Gardner was promoted rear-admiral on 28 April 1808, and on 1 June was again presented to the King prior to hoisting his flag on 15 June in the Downs aboard the Bellerophon 74, Captain Samuel Warren. Departing on a cruise off Flushing under Vice-Admiral Russell, he returned to Deal on 6 August before departing once more for Flushing two weeks later, this being a pattern that was repeated several time during the rest of the year when he had the command of a half-dozen or so sail of the line.
He succeeded to the title of Lord Gardner on the death of his father on 1 January 1809 and on 4 May took his seat in the House of Lords. In June he re-hoisted his flag on the Bellerophon at Yarmouth in order to resume command of the Texel squadron, and during the Walcheren Expedition from July he was the fourth in command to Rear-Admiral Sir Richard John Strachan with his flag in the Blake 74, Captain Edward Codrington.
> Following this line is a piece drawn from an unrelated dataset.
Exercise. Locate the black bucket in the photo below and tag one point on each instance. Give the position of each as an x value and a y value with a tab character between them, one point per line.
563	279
In September 1809 Gardner returned to Yarmouth aboard the Camilla 20, Captain James Bowen, before heading for London, and after seeing further duty off the Texel he arrived at Sheerness on 14 January 1810 aboard the Ruby 64, Captain Robert Williams, whereupon he immediately struck his flag. In the following month he was given leave from the House of Lords to attend the House of Commons Inquiry into the conduct of the Walcheren Expedition..
In August 1810 he was appointed the commander-in-chief at Yarmouth, and on 1 September raised his flag aboard the Roebuck 44, Captain Richard Curry, although in December he repaired once more to London for a short while. He then resigned his post at Yarmouth in May 1811 following the untimely death of his wife.
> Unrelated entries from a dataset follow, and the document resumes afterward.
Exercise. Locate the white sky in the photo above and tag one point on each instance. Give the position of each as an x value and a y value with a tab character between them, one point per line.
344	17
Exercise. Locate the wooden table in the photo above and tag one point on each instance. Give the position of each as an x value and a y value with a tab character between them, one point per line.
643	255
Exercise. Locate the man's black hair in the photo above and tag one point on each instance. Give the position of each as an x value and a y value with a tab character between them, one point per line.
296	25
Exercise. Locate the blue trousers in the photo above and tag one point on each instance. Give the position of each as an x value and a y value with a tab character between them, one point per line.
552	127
Entering retirement, Gardner remained in the public eye through his appearances in the newspapers as a ‘fashionable arrival’. In August 1812 he visited Edinburgh with members of his late wife’s family and his ‘suite’, moving on thereafter to Glasgow, and by January 1813 he was back in London before leaving for his seat at Taplow near Marlow in February. A further excursion with his wife’s family was to Ireland in July. In the meantime he was promoted vice-admiral on 4 December 1813 and nominated a K.C.B. on 2 January 1815.
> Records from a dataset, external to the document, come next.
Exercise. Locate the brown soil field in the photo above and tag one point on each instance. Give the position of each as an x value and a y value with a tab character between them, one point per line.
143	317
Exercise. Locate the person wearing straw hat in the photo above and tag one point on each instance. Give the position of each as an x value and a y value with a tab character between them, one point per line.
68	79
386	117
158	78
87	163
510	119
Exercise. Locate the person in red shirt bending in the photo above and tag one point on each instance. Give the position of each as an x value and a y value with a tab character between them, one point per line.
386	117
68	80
Lord Gardner died on 22 December 1815 in Berkeley Square, London, and he was buried in St James’, Westminster. On 30 September his elevation to a viscountcy had been announced by the Prince Regent, and in his will he was titled as such, but the patent had not been completed at the time of his death. His son, Alan, inherited his barony after it was formally established in 1825 that the son born to Gardner’s first wife in 1803 was illegitimate.
He married the young and reputedly beautiful Maria Elizabeth Adderley of Innishannon, County Cork, at Fort George, Madras in March 1796, but the marriage was dissolved with Royal Assent on 10 July 1805 following a court case a year earlier on account of her adultery and her giving birth to an illegitimate child on 8 December 1802. On 10 April 1809 at Whitehall he married Hon. Charlotte Elizabeth Smith, the third daughter of Lord Carrington, and before her death at Yarmouth after a steady decline on 27 March 1811 they had issue a son, Alan Legge Gardner, who became a leading Whig politician, and a daughter, Charlotte Susannah, who married Lord Suffield in 1835. Gardner’s address was given as Little Marlow, Buckinghamshire, and a previous address was given as South Audley Street, London.
He was a patron of Captain George Bentham who served with him over several years, and as his flag-lieutenant in 1810.